You need a representation of the entity within DocuMine that your rule can refer to. For further information, please see Create entity. In the given example, the entity is called "GLP Revision"; you need the entity’s technical name to write the respective extraction rule (here: glp_revision).
Code example:
rule "T.6.0" when $paragraph: Paragraph(containsString("Rev")) $entity: TextEntity( type=="glp_reference" && occursInNode($paragraph) ) then entityCreationService .byRegex( "Rev\\.\\s[\\d]{1,3},\\s[a-zA-Z]{3,20}\\/\\d{4}", "glp_revision", EntityType.ENTITY, $paragraph ) .forEach(entity -> entity.apply("T.6.0", "GLP Rev. found.") ); end
The following provides a detailed breakdown of the rule syntax:
Syntax | Explanation |
---|---|
rule "T.6.0" | Name of the rule Each rule must have a unique name.
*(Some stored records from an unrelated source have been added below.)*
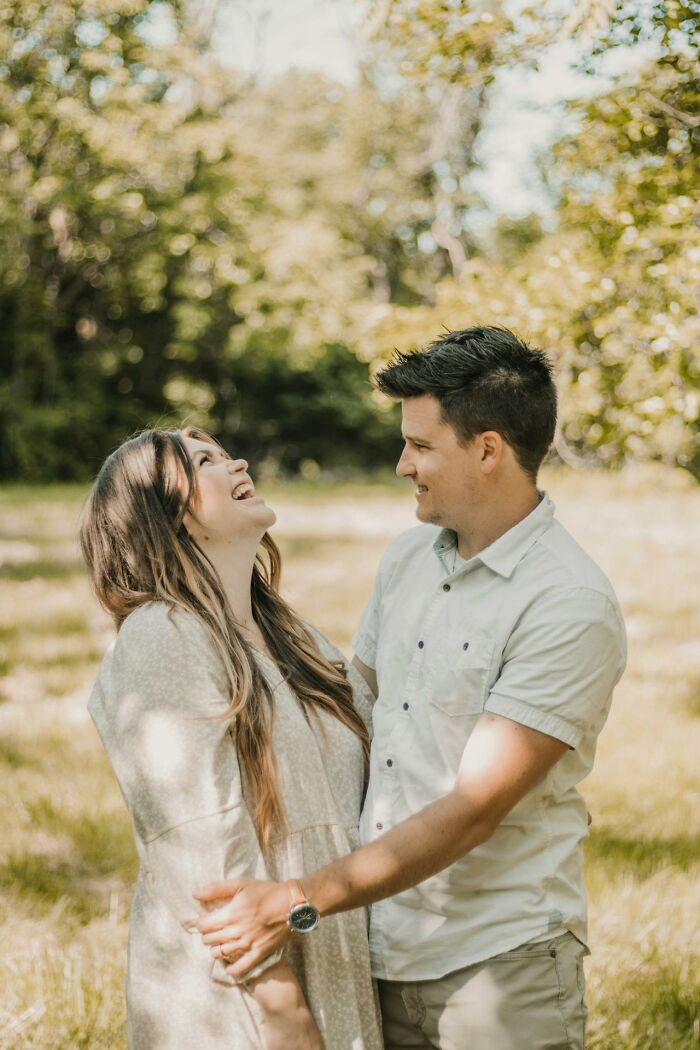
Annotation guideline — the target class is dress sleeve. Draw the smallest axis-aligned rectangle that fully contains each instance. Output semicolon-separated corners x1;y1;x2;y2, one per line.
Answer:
485;588;627;748
99;606;281;984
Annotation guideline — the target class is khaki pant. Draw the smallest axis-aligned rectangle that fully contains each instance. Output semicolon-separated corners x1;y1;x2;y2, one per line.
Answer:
379;933;588;1050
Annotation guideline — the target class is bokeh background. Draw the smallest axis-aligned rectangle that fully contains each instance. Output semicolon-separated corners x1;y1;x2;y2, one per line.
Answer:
0;0;700;1050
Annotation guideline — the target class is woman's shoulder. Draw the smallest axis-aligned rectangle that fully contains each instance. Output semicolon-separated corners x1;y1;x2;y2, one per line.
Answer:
114;602;211;659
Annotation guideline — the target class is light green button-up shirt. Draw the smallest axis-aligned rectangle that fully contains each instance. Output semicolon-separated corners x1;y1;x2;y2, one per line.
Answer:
355;494;625;981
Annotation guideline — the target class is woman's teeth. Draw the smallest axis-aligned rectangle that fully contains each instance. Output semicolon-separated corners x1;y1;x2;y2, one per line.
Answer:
231;482;253;500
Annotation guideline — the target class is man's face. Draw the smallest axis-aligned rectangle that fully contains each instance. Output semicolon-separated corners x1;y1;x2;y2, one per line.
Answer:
397;394;482;532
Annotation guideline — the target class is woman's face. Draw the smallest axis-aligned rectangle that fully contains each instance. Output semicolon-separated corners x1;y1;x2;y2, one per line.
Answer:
182;435;277;546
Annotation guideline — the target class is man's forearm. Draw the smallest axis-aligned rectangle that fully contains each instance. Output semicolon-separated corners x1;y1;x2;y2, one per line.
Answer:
302;792;495;915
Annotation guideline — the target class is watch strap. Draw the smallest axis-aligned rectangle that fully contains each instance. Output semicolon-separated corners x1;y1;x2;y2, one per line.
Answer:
285;879;309;908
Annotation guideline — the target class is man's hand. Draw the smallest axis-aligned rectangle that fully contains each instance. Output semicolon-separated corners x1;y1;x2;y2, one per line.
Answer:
194;878;292;978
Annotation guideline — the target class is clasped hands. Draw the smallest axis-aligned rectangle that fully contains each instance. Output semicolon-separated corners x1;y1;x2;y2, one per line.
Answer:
194;877;292;979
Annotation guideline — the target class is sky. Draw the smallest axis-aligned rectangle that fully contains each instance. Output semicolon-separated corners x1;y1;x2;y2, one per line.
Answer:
216;0;633;215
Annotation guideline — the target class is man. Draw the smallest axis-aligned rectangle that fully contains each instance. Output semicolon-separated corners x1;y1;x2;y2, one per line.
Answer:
200;328;625;1050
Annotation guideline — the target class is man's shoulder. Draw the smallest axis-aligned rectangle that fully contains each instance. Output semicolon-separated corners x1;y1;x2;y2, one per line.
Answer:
535;520;618;608
381;525;441;569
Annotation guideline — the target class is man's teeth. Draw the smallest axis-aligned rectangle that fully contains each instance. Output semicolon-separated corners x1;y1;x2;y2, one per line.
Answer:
233;483;253;500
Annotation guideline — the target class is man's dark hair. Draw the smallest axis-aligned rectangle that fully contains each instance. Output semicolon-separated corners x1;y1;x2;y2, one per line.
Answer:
376;327;556;480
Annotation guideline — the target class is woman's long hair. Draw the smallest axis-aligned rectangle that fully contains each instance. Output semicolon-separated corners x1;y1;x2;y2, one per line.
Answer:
80;427;369;851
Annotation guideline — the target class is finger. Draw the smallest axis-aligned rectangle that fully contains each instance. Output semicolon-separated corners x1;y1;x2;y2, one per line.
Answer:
192;879;246;901
201;926;239;947
209;941;250;962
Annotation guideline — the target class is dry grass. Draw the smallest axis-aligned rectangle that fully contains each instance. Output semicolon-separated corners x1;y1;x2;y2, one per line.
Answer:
0;470;700;1050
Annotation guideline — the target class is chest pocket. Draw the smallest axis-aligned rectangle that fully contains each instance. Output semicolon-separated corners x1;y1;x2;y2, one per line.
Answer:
430;631;495;718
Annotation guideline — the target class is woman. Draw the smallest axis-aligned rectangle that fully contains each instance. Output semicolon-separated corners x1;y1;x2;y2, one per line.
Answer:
81;428;382;1050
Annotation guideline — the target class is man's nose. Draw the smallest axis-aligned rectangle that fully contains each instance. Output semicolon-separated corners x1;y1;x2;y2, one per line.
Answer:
396;448;416;478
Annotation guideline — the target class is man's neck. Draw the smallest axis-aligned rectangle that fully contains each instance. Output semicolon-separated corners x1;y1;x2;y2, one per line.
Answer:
455;485;542;561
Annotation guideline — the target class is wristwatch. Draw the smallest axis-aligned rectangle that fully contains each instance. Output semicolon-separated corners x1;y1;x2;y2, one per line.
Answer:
284;879;321;933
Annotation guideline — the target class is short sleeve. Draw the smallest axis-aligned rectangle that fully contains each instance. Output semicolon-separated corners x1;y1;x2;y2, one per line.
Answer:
485;588;625;748
93;606;279;984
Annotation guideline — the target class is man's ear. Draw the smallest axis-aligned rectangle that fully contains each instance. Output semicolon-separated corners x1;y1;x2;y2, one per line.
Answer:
476;431;504;475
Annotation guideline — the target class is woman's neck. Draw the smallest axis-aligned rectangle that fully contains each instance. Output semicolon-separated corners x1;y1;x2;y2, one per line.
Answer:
206;540;267;650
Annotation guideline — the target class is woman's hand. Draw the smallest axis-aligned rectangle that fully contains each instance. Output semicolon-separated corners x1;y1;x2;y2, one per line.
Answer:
195;877;292;978
247;960;324;1050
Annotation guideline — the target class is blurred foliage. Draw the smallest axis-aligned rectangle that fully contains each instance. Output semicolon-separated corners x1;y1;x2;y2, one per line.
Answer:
374;0;700;478
0;0;700;481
For further information, please see Rule naming. |
$paragraph: Paragraph(containsString("Rev")) | Filters for paragraphs that contain the string "Rev". |
entityCreationService | Invokes the class responsible for creating entities. |
.byRegex("Rev\.\s[\d]{1,3},\s[a-zA-Z]{3,20}\/\d{4}", "glp_revision", EntityType.ENTITY, $paragraph) | Invokes a method that creates “glp_revision” entities matching a regular expression pattern. |
.forEach(entity -> entity.apply("T.3.0", "Study initiation date found.") | Applies the "T.6.0" identifier and the message "GLP Rev. found" to each entity created. |
Notice
For further information about the methods listed in the table, please refer to the Javadoc.